Jurandir, meu
irmão mais velho, na época de sua juventude, lá pelos idos de 50 e 60, era
metido a galã. Seu cavalo, preto e fogoso, tinha suas crinas, rabo e cascos sempre
aparados e bem cuidados. A tralha era tratada com esmero. Ninguém, mas, ninguém
mesmo, podia usar esse patrimônio pessoal e de valor inestimável. Suas roupas
eram impecáveis. Calças de linho, muitas delas de cor branca, e camisas tinham
que estar engomadas ao extremo. Passava-se roupa com ferro de brasa e no caso
de algum resíduo de cinza ficar nas calças ou camisas, era motivo para não
vesti-las. Os chapéus, vários e escolhidos para o uso de acordo com a
solenidade, eram mantidos nas suas caixas originais sobre um guarda-roupa. Eram
também intocáveis. Mantinha três pares de botas, de cano longo ou médio, de
tonalidades de cores diferentes para uma perfeita combinação com o chapéu. Cabelos,
cheios e muito pretos, eram mantidos alinhados com Brilhantina Glostora. Bigode
espesso, enrolado nas pontas, sempre aparado. Nunca saia a passeio sem que a
barba recebesse um tratamento de navalha e colônia.
Naquela
época na área rural, até que um homem pudesse dizer que estava namorando uma
moça, e tinha que ser realmente moça, ou seja, virgem, ele teria que cumprir e
seguir à risca um ritual quase que manualizado. O primeiro passo, que seria a
demonstração de interesse, quase sempre era conduzido por uma amiga em comum ou
por um parente.
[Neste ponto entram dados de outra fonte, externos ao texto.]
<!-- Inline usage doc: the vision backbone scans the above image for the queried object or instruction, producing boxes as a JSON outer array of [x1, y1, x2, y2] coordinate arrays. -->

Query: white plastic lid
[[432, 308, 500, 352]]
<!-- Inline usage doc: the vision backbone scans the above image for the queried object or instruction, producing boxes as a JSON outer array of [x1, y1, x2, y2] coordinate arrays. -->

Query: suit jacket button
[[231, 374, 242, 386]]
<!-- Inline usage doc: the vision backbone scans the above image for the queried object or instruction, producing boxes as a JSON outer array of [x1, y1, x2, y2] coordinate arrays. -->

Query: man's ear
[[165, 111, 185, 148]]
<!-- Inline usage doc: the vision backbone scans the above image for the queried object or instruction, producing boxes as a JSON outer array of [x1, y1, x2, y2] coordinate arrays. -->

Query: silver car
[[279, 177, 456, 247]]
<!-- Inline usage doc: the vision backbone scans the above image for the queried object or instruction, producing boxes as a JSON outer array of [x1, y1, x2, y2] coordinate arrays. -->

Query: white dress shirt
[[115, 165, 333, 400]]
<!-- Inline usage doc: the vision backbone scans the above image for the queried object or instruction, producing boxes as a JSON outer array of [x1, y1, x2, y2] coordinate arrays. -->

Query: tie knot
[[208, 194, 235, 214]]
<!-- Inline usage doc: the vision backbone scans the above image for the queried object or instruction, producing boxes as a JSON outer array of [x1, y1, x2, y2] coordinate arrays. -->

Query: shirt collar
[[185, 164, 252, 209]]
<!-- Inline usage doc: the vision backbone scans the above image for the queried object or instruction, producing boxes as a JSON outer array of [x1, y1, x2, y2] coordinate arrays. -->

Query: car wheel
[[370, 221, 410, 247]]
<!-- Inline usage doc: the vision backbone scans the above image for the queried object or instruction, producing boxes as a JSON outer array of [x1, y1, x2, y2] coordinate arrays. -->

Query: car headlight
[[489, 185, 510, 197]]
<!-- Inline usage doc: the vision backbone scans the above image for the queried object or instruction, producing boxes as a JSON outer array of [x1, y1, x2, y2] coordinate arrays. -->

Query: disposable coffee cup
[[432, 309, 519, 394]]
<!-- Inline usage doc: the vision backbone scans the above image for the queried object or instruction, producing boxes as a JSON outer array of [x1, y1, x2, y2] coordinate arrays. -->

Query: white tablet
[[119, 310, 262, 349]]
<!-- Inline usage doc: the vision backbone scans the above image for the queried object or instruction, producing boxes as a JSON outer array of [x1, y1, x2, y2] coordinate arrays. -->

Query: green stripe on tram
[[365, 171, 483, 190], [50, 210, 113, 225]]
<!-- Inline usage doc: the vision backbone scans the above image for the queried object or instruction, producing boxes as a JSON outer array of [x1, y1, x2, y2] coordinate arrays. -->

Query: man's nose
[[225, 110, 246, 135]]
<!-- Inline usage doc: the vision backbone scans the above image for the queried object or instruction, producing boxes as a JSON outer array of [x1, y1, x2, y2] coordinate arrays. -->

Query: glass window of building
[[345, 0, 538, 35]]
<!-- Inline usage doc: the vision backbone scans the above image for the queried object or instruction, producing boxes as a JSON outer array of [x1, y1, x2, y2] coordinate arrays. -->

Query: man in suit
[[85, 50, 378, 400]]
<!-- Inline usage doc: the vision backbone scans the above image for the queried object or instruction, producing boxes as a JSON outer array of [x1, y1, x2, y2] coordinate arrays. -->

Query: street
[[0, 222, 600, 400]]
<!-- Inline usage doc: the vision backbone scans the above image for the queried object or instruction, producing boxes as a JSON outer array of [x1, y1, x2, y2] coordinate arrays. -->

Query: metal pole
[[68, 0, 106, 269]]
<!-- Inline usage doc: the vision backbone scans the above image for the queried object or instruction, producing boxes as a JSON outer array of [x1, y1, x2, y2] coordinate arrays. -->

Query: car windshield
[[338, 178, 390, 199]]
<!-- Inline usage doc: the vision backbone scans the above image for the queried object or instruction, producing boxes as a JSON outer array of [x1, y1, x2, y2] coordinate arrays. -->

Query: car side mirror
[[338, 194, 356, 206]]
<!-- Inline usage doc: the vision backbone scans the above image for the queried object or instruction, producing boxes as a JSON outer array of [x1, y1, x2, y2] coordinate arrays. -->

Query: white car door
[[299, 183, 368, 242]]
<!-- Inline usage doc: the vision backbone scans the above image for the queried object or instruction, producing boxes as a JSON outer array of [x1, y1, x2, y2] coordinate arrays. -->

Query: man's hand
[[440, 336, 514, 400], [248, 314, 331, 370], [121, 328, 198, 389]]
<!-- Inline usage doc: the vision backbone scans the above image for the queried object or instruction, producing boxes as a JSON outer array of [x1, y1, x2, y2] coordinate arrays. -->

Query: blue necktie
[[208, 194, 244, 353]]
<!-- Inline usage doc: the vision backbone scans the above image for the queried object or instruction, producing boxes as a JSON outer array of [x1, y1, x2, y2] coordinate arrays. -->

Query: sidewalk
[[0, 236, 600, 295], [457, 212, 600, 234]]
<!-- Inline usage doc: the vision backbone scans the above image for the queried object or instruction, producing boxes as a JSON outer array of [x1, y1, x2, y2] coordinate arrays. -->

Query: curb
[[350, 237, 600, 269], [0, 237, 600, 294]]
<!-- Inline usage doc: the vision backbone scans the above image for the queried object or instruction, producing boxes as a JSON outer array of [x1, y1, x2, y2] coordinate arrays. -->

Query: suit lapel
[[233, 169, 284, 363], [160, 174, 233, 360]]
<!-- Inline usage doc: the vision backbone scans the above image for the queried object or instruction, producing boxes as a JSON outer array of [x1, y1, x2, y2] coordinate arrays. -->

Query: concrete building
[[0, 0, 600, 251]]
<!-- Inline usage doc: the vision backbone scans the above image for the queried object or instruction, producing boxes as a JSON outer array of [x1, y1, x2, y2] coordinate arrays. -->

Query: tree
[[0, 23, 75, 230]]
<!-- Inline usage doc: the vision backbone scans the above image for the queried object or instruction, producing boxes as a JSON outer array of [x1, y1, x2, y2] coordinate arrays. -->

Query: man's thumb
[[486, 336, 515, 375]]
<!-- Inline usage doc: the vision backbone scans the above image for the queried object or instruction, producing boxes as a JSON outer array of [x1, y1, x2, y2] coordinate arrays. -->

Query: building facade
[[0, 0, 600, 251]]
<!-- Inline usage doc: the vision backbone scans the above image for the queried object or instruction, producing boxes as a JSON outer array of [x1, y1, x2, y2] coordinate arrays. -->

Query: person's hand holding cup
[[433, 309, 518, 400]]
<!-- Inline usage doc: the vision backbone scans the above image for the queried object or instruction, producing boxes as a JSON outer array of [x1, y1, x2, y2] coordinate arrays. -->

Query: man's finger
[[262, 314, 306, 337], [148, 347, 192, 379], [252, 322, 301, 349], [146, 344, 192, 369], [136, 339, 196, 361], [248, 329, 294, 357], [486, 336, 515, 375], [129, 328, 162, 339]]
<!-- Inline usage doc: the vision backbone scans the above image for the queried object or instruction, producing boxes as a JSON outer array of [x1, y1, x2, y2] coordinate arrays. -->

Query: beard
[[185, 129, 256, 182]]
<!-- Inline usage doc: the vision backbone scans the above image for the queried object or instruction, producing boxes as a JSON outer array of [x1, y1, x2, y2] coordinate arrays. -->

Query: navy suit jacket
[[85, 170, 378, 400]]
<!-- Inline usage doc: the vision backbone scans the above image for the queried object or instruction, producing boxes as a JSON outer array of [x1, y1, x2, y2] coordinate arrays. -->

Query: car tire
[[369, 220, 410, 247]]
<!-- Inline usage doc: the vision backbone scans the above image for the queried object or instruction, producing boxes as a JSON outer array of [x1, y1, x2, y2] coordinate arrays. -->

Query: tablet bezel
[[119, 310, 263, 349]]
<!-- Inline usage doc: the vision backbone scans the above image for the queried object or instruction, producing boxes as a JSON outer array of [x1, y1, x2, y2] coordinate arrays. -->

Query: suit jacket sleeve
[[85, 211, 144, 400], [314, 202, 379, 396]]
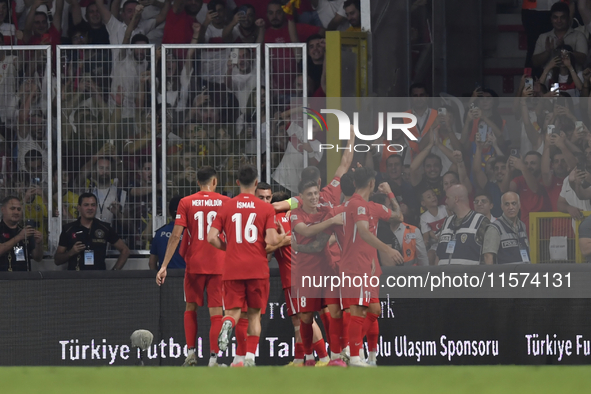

Os primeiros encontros, quando se iniciava a fase do flerte, na
maioria das vezes ocorriam nas festas religiosas. Encontravam-se, trocavam
algumas palavras e ficavam andando pra lá e pra cá, sem muito assunto, num
silêncio quase absoluto. Se encontrasse algum banco desocupado, ficavam ali por
certo tempo e, depois, voltavam ao vai-e-vem. Ficar a dois, lado a lado,
sentados ou em pé, era chamado de ficar, andar ou estar de bonde ou "dibonde".
Após algum
tempo nesta situação de aproximação, embora com poucas chances de um diálogo
mais aprofundado e quando o casal, realmente, chegara à conclusão de que queriam de fato o namoro, enfim combinavam
uma ida do namorado à casa dos pais para pedir a autorização para o namoro. Se
autorizado, então eles já podiam se encontrar com regularidade, quase sempre
acompanhados de um irmão ou irmã mais novos. Após algum tempo se davam as mãos
e, em casos furtuitos e bem planejados, era possível até mesmo roubar um beijo,
tipo selinho. Sempre havia os mais afoitos e mais corajosos que burlavam estas
regras, cujos resultados, quase sempre, eram um casamento forçado, pois naquele
tempo não havia lugar para a moça desvirginada.
O Jurandir,
certa vez, estava passando por esta fase. Ele se aprontou para ir pedir a mão
da Branca do Sebastião Emiliano em namoro. Esmerou-se todo. Cavalo e arreata
estavam brilhando. Calça branca de linho, camisa de seda. Bota lustrada. Barba
e bigode aparados. Chapéu Cury de feltro, comprado especificamente para aquela
ocasião. Para não sujar internamente o chapéu com brilhantina, ele aparou
cuidadosamente um pedaço de papel, tipo cartolina, e forrou o fundo ou o coco
do chapéu.
Chegando à
casa do Sebastião Emiliano, foi recebido pela Branca. A família se postou na
sala. Educadamente, ao entrar, tirou o chapéu e cumprimentou um a um, a começar
pelos futuros sogros e depois mais uns dois ou três irmãos e uma tia ali
presentes. À exceção dos futuros sogros, todos apresentavam um sorriso maroto e
tinham os olhos fixos no chão. Jurandir entendeu que aquilo talvez fosse uma
praxe da família, mas estava achando que havia alguma coisa estranha, pois, até
mesmo a própria Branca estava se comportando de forma estranha. Bastante
vermelha e também olhando fixamente para baixo.
Terminados os
cumprimentos, o Tião Emiliano convidou o Jurandir para se assentar e aproveitou
para perguntar:
- Jurandir, agora é moda andar com um papel
na cabeça?
Aí a plateia
não resistiu mais. Todos caíram numa gargalhada uníssona. O forro de proteção do
chapéu, contra a brilhantina, grudara na cabeça do pretendente e ele, talvez
movido por intensa expectativa e ansiedade, não percebera o adereço extra.
Apressadamente, retirou o forro da cabeça, levantou-se, despediu-se de todos
com um “até logo” e nunca mais foi visto de bonde com a Branca.